On the job training topped the survey with 93 per cent of those polled agreeing that this was a good route to career development, while 90 per cent said apprenticeships and 84 per cent believed internships were useful to help young people into jobs.

Degrees featured further down the list with 78 per cent of respondents saying that they felt a university qualification was important for career progression, indicating that jobseekers are now after workplace training to find employment.

Charles Logan, director at Hays said: “In a highly competitive and crowded job market, internships and other career training schemes are increasingly important to make sure employees can get a foot in the door, make their CV stand out from the crowd and continue to learn new skills.”

Meanwhile trade union Unite has called on George Osborne to announce a Budget based on jobs and growth this afternoon and not one that focuses on austerity.

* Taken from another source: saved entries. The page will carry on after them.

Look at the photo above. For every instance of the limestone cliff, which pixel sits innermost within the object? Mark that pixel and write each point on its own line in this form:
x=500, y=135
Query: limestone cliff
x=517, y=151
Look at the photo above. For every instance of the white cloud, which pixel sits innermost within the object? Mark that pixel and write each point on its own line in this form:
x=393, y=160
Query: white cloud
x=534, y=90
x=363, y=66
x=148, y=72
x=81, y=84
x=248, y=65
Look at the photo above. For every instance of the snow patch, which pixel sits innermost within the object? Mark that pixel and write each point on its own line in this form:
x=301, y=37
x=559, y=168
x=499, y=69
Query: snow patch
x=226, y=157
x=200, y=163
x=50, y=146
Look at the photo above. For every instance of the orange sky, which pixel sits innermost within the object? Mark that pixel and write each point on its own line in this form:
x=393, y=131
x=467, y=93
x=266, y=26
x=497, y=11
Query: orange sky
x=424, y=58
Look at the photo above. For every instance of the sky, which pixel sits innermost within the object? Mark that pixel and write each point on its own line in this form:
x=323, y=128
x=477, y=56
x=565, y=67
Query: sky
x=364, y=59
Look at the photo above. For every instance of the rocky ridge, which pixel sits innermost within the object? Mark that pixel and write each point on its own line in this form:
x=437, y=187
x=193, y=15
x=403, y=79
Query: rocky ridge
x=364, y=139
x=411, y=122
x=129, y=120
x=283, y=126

Unite’s general secretary Len McCluskey urged the chancellor not to pander to the rich and to unveil a Budget that would help tackle unemployment and would help the many workers who’s disposable incomes had already dropped by £150 a month.

He said: “Last week’s appalling jobless figures – a 17-year high – mean that the Budget should be geared at getting people back to work – and in the case of young people, into work for the first time.

“Pandering to the rich won’t help the lost generation of young people into employment.”